Although last time he entered training camp he was expecting Nick Diaz to be staring at him across the Octagon on fight night, this November it will be some-time training partner Carlos Condit, possessor of the UFC welterweight interim title GSP himself once owned. “For sure,” says St-Pierre, when asked if he still has the itch to compete against Diaz. “I’ll always want to test myself against the best, and Nick Diaz is one of them. But now Carlos is the best, and he will have all my focus.” We’re absolutely certain he will.



The Notorious GSP: St-Pierre's guide to hip-hop

UFC 129, April 2011

FOUGHT: Jake Shields

TRACK: Youssoupha (feat. Arsenik and Mams), "Ne Compare Pas"

A rousing, powerful number bursting with attitude. The title translates to ‘does not compare.’ Rather fitting, then, to allow St-Pierre the correct mindset to down another contender.

UFC 124, December 2010

FOUGHT: Josh Koscheck

TRACK: La Fouine (feat. Sefyu and Soprano), "Ça Fait Mal"
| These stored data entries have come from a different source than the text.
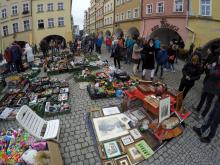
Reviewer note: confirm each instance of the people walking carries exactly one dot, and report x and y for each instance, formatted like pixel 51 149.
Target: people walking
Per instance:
pixel 30 56
pixel 207 94
pixel 148 58
pixel 191 72
pixel 211 124
pixel 136 55
pixel 129 44
pixel 171 56
pixel 161 60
While his UFC 129 track could nod to empowerment, Ça Fait Mal, or ‘it hurts’, is an altogether darker tune. Featuring plenty of lines that perhaps aren’t fit for print, less explicit lines (‘For the buds I’ve always got two or three bitches/For the jealous, always two or three bullets’) suggest a desire to provoke his fiercer side as he made his entrance. Maybe Koscheck’s taunts did get under St-Pierre’s skin.

UFC 111, March 2010

FOUGHT: Dan Hardy

TRACK: The Notorious BIG, "Juicy"

He may have been St-Pierre’s greatest mental challenge, but there appears to be little mental ‘zoning’ with this old-school classic from the late Biggie Smalls. A recollection of Smalls’ journey from a life dealing drugs to his status as a successful rapper, perhaps beyond the infectious beat St-Pierre is drawing strength and inspiration from the parallels to his own rise from bullied school child to famous mixed martial arts champion.